Compared with the model trained from training set without oversampling, those oversampled training set will help to generate better model with high score in terms of precision, recall, f1-score. Because in a company, attrition will cause much more loss than doing something to detain employees. So, whether can distinguish all employees who want to leave is significant.
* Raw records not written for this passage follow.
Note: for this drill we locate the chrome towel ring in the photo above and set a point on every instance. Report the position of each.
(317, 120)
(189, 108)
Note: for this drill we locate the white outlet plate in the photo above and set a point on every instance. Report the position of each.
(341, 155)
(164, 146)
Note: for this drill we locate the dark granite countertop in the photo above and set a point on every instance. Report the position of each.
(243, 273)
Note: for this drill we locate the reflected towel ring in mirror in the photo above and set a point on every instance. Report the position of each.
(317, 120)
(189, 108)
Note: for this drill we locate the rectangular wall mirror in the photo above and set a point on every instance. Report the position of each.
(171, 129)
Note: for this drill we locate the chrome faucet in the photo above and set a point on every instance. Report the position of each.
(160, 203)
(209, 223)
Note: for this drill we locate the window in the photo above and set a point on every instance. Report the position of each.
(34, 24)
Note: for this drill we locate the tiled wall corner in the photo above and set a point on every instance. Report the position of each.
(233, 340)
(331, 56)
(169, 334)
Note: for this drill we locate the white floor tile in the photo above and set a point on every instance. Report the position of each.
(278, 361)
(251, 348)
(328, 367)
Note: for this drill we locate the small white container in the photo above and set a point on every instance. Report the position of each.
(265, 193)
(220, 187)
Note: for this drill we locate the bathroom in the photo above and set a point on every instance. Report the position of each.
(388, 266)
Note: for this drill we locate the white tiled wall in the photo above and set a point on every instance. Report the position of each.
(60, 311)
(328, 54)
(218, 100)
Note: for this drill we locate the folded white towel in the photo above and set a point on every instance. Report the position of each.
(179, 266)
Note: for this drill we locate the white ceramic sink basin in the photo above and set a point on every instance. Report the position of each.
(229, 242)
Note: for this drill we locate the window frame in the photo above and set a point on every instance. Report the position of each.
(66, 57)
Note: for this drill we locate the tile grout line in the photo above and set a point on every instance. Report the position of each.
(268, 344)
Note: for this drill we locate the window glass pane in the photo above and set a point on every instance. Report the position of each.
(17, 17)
Hence, we need to consider the AUC value and recall rate for ‘Yes’ class.  As for feature importance acquired from SVM, working overtime is the most significant reason to attrion. Then, Laboratory Technician and Sales Representative have more possibility to leave. Besides, those who’s education background is human resource are also tend to leave.